A cell size in a resistive memory is limited by a controller FET or the memory element itself, where sizes are scaled with minimum feature size F in a technology node. A unit area for placing the memory element includes the element and space in-between surrounding elements. The area of the unit can be reduced down to 4 F2. On the other hand an access/controller transistor unit using a planer FET is limited down to 8 F2, as found in experience with DRAM fabrication. Use of 3D FETs is necessary to downsize the memory cell below 8 F2.
Considering an oval memory element with an aspect ratio r, dimensions of long and short axes are assumed as rF and F as shown in FIG. 1A, which illustrates a top view. The most packed placement of the memory element is when disposed with minimum space F. Dimensions (pitches) of the placement in both directions, (r+1)F and 2 F define a unit area as 2(r+1)F2, and in particular it becomes 4 F2 when the memory element is a circle or square in a top view.
Placement of the access transistor also dominates cell size. Minimum pitch in channel width direction is 2 F as line and space of active area 1 F+isolation area 1 F. In channel direction 4 F is at least required as ½ F of isolation, 1 F of contact, 1 F of gate, ½ F of common source and 1 F (i.e. ½ F×2) of contact margin as shown in FIG. 1B. The minimum cell size never gets lower than 2 F×4 F=8 F2 as long as a planar transistor is used.
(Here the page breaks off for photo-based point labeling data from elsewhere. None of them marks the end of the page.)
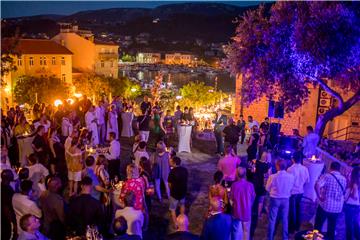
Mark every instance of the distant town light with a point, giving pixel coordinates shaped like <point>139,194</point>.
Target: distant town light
<point>57,102</point>
<point>7,89</point>
<point>70,101</point>
<point>77,95</point>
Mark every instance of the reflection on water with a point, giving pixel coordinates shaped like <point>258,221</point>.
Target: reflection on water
<point>224,81</point>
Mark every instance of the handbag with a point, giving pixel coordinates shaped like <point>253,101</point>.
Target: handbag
<point>337,180</point>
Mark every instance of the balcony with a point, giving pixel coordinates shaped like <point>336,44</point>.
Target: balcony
<point>107,56</point>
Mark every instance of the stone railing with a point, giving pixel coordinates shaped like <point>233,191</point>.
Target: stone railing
<point>328,159</point>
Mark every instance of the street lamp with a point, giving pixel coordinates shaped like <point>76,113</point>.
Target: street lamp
<point>77,95</point>
<point>57,102</point>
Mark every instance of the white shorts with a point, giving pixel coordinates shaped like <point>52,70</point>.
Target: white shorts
<point>74,176</point>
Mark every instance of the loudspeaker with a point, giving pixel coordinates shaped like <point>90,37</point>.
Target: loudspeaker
<point>271,110</point>
<point>322,110</point>
<point>324,94</point>
<point>276,109</point>
<point>324,102</point>
<point>274,132</point>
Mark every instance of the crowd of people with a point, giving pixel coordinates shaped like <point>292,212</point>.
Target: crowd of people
<point>66,169</point>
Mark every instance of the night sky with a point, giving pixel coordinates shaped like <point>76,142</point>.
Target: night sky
<point>29,8</point>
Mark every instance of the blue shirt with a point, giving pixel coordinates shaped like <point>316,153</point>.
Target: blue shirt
<point>94,193</point>
<point>217,227</point>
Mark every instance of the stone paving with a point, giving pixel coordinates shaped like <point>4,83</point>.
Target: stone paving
<point>201,164</point>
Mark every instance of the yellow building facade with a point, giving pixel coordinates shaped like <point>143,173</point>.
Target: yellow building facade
<point>179,58</point>
<point>146,57</point>
<point>90,55</point>
<point>35,57</point>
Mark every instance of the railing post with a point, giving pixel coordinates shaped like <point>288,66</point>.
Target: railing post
<point>346,134</point>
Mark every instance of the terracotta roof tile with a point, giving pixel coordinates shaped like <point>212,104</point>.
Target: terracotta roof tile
<point>35,46</point>
<point>98,42</point>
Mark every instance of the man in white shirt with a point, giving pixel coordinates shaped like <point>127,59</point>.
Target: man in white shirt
<point>279,186</point>
<point>67,144</point>
<point>113,156</point>
<point>22,203</point>
<point>252,123</point>
<point>100,115</point>
<point>330,190</point>
<point>30,225</point>
<point>140,152</point>
<point>66,126</point>
<point>91,125</point>
<point>134,218</point>
<point>310,142</point>
<point>301,176</point>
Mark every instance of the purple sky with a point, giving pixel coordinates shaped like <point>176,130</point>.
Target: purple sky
<point>29,8</point>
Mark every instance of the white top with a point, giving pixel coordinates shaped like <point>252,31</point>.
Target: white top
<point>114,150</point>
<point>310,143</point>
<point>138,155</point>
<point>39,170</point>
<point>350,199</point>
<point>46,125</point>
<point>100,114</point>
<point>134,219</point>
<point>253,123</point>
<point>66,127</point>
<point>89,118</point>
<point>301,176</point>
<point>67,143</point>
<point>280,184</point>
<point>23,205</point>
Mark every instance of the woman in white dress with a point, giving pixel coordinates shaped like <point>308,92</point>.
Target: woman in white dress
<point>112,123</point>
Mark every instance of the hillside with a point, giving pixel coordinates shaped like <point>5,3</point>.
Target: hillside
<point>183,23</point>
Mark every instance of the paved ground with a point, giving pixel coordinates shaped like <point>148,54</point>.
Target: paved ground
<point>201,164</point>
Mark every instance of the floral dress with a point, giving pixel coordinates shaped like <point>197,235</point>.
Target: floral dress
<point>137,186</point>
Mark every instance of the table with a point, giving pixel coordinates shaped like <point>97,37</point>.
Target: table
<point>25,148</point>
<point>184,133</point>
<point>127,118</point>
<point>315,169</point>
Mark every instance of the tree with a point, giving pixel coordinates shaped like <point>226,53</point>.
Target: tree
<point>124,87</point>
<point>197,94</point>
<point>48,89</point>
<point>8,51</point>
<point>92,85</point>
<point>99,86</point>
<point>297,44</point>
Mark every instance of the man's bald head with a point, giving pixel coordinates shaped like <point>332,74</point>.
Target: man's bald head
<point>182,223</point>
<point>215,204</point>
<point>54,184</point>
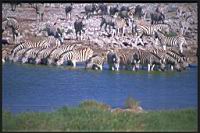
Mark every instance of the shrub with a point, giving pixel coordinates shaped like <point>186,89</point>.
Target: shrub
<point>131,103</point>
<point>90,104</point>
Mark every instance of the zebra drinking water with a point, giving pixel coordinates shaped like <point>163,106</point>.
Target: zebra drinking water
<point>171,41</point>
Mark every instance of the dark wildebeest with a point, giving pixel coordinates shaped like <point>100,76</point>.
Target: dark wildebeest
<point>103,8</point>
<point>113,10</point>
<point>138,11</point>
<point>68,10</point>
<point>78,26</point>
<point>157,17</point>
<point>90,9</point>
<point>108,21</point>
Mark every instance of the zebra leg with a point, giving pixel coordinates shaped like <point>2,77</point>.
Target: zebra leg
<point>74,63</point>
<point>149,66</point>
<point>101,68</point>
<point>164,47</point>
<point>136,40</point>
<point>152,67</point>
<point>181,47</point>
<point>172,67</point>
<point>156,42</point>
<point>133,68</point>
<point>141,41</point>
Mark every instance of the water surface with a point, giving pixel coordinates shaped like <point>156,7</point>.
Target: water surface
<point>28,87</point>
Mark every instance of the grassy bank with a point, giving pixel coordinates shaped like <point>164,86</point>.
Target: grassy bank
<point>98,117</point>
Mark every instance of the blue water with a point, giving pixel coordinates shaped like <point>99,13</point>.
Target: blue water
<point>29,87</point>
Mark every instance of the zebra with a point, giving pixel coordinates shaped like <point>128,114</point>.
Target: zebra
<point>149,30</point>
<point>39,8</point>
<point>31,54</point>
<point>170,57</point>
<point>55,31</point>
<point>120,23</point>
<point>5,54</point>
<point>171,41</point>
<point>146,57</point>
<point>44,43</point>
<point>55,54</point>
<point>127,58</point>
<point>43,54</point>
<point>18,55</point>
<point>81,54</point>
<point>108,21</point>
<point>13,24</point>
<point>113,60</point>
<point>68,10</point>
<point>182,59</point>
<point>96,61</point>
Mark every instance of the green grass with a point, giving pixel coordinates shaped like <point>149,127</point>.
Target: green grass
<point>93,116</point>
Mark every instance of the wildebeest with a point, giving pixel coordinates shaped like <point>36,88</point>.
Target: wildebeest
<point>138,11</point>
<point>157,17</point>
<point>103,8</point>
<point>90,9</point>
<point>68,10</point>
<point>78,26</point>
<point>108,21</point>
<point>113,10</point>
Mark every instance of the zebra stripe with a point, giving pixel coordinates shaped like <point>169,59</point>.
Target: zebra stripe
<point>149,30</point>
<point>45,43</point>
<point>146,57</point>
<point>13,24</point>
<point>55,54</point>
<point>43,54</point>
<point>78,55</point>
<point>172,41</point>
<point>31,54</point>
<point>95,62</point>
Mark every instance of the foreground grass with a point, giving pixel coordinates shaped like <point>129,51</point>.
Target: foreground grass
<point>97,117</point>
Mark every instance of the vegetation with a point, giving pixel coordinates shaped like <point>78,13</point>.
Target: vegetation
<point>93,116</point>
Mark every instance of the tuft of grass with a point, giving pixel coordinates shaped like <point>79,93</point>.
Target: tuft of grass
<point>93,116</point>
<point>131,103</point>
<point>91,104</point>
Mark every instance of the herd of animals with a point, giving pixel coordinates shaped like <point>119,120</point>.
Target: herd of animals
<point>53,50</point>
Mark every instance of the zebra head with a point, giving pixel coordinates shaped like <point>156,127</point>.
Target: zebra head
<point>165,28</point>
<point>162,64</point>
<point>177,66</point>
<point>24,60</point>
<point>37,60</point>
<point>89,63</point>
<point>60,62</point>
<point>49,61</point>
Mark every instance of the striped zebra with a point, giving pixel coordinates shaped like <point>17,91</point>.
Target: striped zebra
<point>149,59</point>
<point>43,54</point>
<point>31,54</point>
<point>44,43</point>
<point>95,62</point>
<point>19,55</point>
<point>173,41</point>
<point>127,58</point>
<point>171,59</point>
<point>171,53</point>
<point>182,59</point>
<point>149,30</point>
<point>55,54</point>
<point>120,24</point>
<point>5,54</point>
<point>81,54</point>
<point>113,60</point>
<point>13,24</point>
<point>39,8</point>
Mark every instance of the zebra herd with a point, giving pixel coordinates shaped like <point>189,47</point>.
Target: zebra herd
<point>53,50</point>
<point>49,52</point>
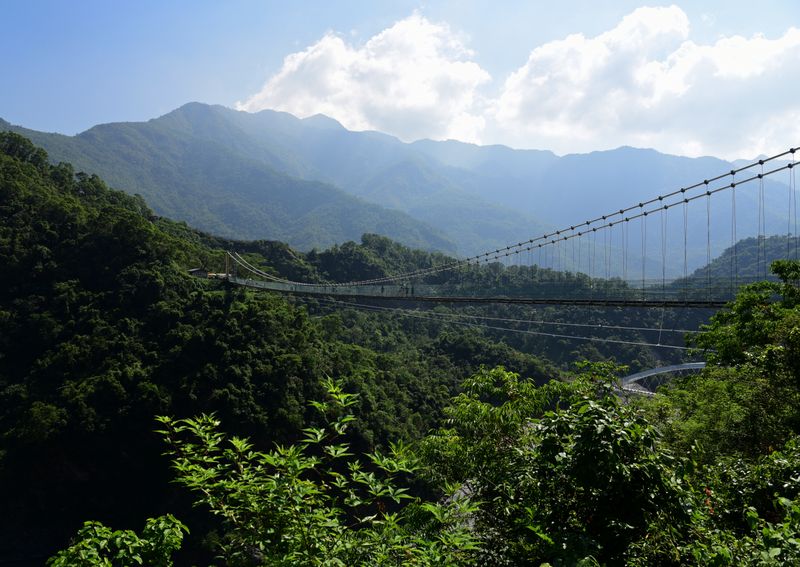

A vertical channel transistor can be a solution to break through the 8 F2 area size wall. H. Sunami teaches various applications using a surround gate transistor (SGT), in U.S. Pat. No. 6,373,099. By using a silicon pillar surrounded by a cylindrical gate and forming a vertical channel, the unit size can be scaled down to 4 F2. There however are remaining issues to be solved in practice such as the features of a word line, a source line, a contact, and their fabrication process. The surrounding gate is fabricated on the sidewall of the pillar built in silicon substrate. A word line connects individual gates in one direction to make it work as a memory array. A mask process would be required to fabricate the word line, which faces two serious challenges of performing photolithography over a non-planarized surface and misalignment to the pillars. Fine lithography requires a flat surface. In addition there is no room left to allow misalignment since the distance between the transistors is assumed as 1 F.
Furthermore, the source element of the surrounding gate is defined by ion implantation. The whole area other than the surrounding gate is implanted. It is also hard to separate the source into individual source lines. Thus, it would not work other than for a plate source. It is also difficult to lower the resistance enough to maintain applied voltage. Voltage bouncing or propagation delay is a serious concern.
The present invention provides miniaturized resistive memory cells down to 4 F2 with solutions for above issues.